US_Twitter_Sample <- sample(US_Twitter, 50000)
US_News_Sample <- sample(US_News, 50000)
US_Blogs_Sample <- sample(US_Blogs, 50000)
Now the statistics are as follows,
| TextDocument | Lines | Words | MaxWords | AvgWords | Characters | MaxChars | AvgChars |
|---|---|---|---|---|---|---|---|
| 50000 | 643612 | 36 | 12.87224 | 3493142 | 156 | 68.86286 | |
| News | 50000 | 2088704 | 748 | 41.77408 | 11702829 | 4068 | 233.05660 |
| Blogs | 50000 | 1707139 | 363 | 34.14278 | 10183157 | 2000 | 202.66316 |
And finally the text documents were converted to corpus objects.
twitter <- Corpus(VectorSource(US_Twitter))
There were few concerns to be addressed in the dataset we gathered. The following few steps show how these concerns were addressed.
# the puncuations and numbers in the texts were removed as there is no need to predict punctations or numbers
twitter.cleaned <- tm_map(twitter,removePunctuation)
twitter.cleaned <- tm_map(twitter.cleaned,removeNumbers)
# Profanity filtering was done
twitter.cleaned <- tm_map(twitter.cleaned, removeWords, readLines("bad-words.txt"))

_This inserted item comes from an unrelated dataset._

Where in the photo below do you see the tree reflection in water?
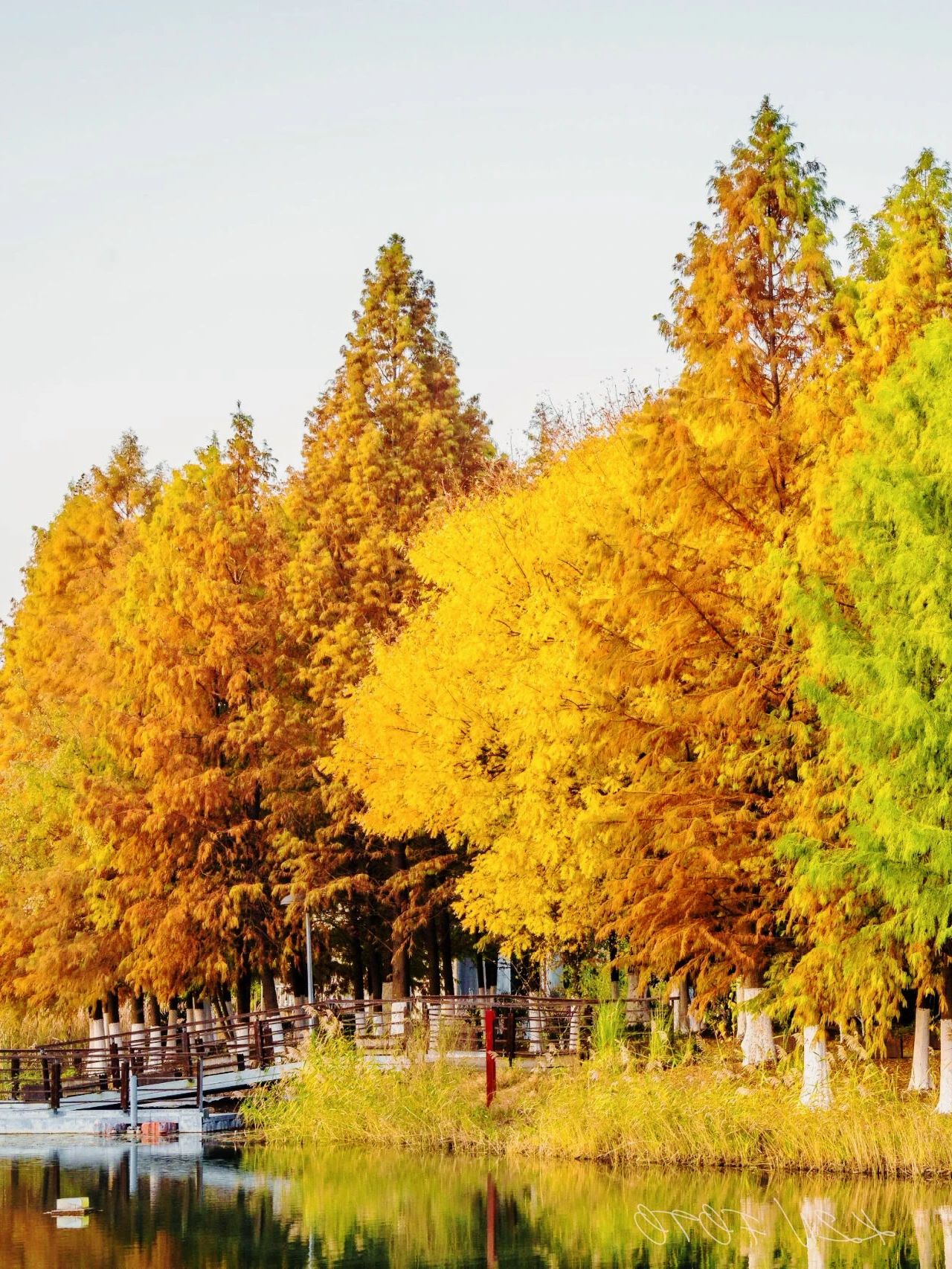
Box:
[0,1138,952,1269]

After cleaning and profanity filtering, the dataset is as follows,
| TextDocument | Lines | Words | MaxWords | AvgWords | Characters | MaxChars | AvgChars |
|---|---|---|---|---|---|---|---|
| 50000 | 643612 | 36 | 12.76882 | 3301348 | 143 | 65.02698 | |
| News | 50000 | 2088704 | 748 | 41.73222 | 11318324 | 4018 | 225.36650 |
| Blogs | 50000 | 1707139 | 363 | 34.07872 | 9731653 | 1934 | 193.63308 |
Next I created a basic 1-Gram model to inspect what are the mostly used words in the dataset.

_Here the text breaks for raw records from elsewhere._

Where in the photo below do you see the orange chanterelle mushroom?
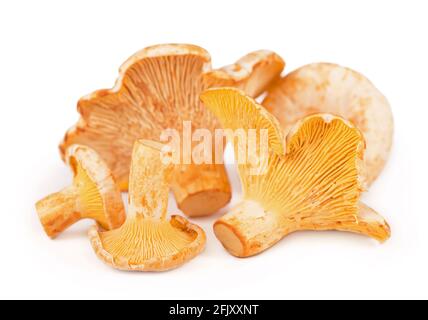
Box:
[89,140,206,271]
[263,63,394,185]
[201,88,390,257]
[60,44,284,216]
[36,145,125,238]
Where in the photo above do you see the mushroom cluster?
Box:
[36,44,393,271]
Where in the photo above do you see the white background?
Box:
[0,0,428,299]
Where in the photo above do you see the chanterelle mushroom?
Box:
[89,140,206,271]
[36,145,125,238]
[60,44,284,216]
[263,63,393,185]
[201,88,390,257]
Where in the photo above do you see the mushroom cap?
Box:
[201,88,390,257]
[60,44,284,191]
[263,63,393,184]
[201,87,285,154]
[205,50,285,97]
[66,145,126,230]
[89,140,206,271]
[89,216,206,271]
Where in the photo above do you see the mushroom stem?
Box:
[214,200,292,258]
[172,164,231,217]
[36,186,82,238]
[129,140,174,220]
[214,200,391,258]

The 10 most used words in Twitter dataset:
The 10 most used words in Blogs dataset:
The 10 most used words in News dataset:
As we can see, most of the top 10 words are actually pretty much the same.
The similar words in Twitter and Blogs are:
## [1] "the" "to" "a" "and" "for" "in" "is" "of"
The similar words in Twitter and News are:
## [1] "the" "to" "i" "a" "and" "in" "is" "of"
The similar words in Blogs and News are:
## [1] "the" "to" "and" "a" "of" "in" "that" "is"
And, the similar words in all sets are:
## [1] "the" "to" "a" "and" "in" "is" "of"
Here its interesting to note 7 out of 10 most used words are same in all three datasets.
Now, lets observe how the 2-Grams and 3-Grams in Twitter data set looks like.
2-Gram
3-Gram
We can even find data for 2 to N-Grams.
BigramTokenizer <- function(x) NGramTokenizer(x, Weka_control(min = 2, max = 10))
tdm.bigram = TermDocumentMatrix(twitter.cleaned,
control = list(tokenize = BigramTokenizer))
t.twitter <- as.data.frame(head(sort(slam::row_sums(tdm.bigram), decreasing = TRUE), 20))
t2.twitter <- data.frame("y" = t.twitter[,1], "x" = row.names(t.twitter))
p<-ggplot(data=t2.twitter, aes(x=x, y=y)) +
geom_bar(stat="identity") + theme(axis.text.x = element_text(angle = 60, hjust = 1))
p
From the N-Grams created we can get an idea of how to predict the texts. The 2-Grams and 3-Grams can be used to predict subsequent words and 1-Gram can be used to predict most frequent words.
Other than this some more advanced features such as stemming and tagging can be utilized.